The brain retains small bits of newly acquired knowledge in short-term memory. Short-term memory is extremely limited as they only last for seconds when they are not actively maintained or practiced. In relation to this, a person experiences memory loss when they forget what they just recently did, saw, or heard. A memory impairment makes a person fail to retain information that they just took in.

Although short-term memory loss is common in aging, some cases of this impairment are signs of a more serious issue like a brain injury, dementia, or a mental health problem. So, when a person forgets information frequently that affects their life, it is best to ask a healthcare professional for help.

Common indications of short-term memory loss include forgetting recent events and where things are placed. Repeatedly asking similar questions might also be a symptom of this impairment.

Short-term memory loss can be caused by various factors, including health conditions, recent events, and even aging. Read more of the causes of short-term memory loss below. 


According to research, short-term memory loss is an unavoidable phase anyone will go through while aging. As people age, their brains will gradually change, making them forgetful. These occasional short-term memory lapses are normal for most people going through aging rather than an indication of dementia or Alzheimer’s, or severe mental deterioration.

Forgetting where everyday things are placed, like keys, glasses, and smartphones, are not signs of dementia. Another symptom of aging-related short-term memory loss is difficulty in remembering information.

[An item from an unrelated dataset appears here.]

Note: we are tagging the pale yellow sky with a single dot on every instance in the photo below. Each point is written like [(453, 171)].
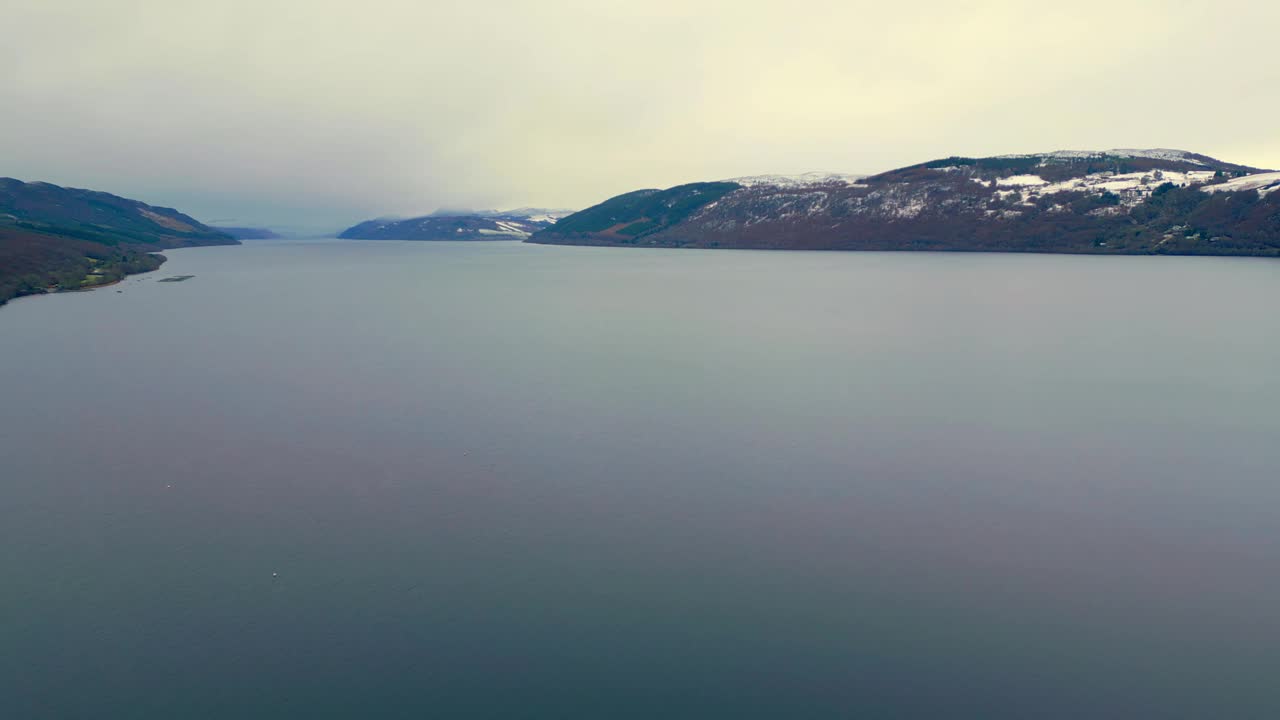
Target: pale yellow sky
[(320, 113)]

The main distinction between dementia and age-related memory loss is that the latter doesn’t cause functional limitations. The memory gaps only significantly affect how well the person operates on a daily basis or how well they can accomplish their goals. Meanwhile, dementia is characterized by a steady loss of two or more intellectual capacities, like language, abstract thought, judgment, and memory.

A person may be exhibiting the early stages of Alzheimer’s disease if their memory loss becomes so prevalent and severe that it interferes with their interests, daily activities, social interactions, and relationships. It may also be a condition that mimics dementia or another illness that develops dementia.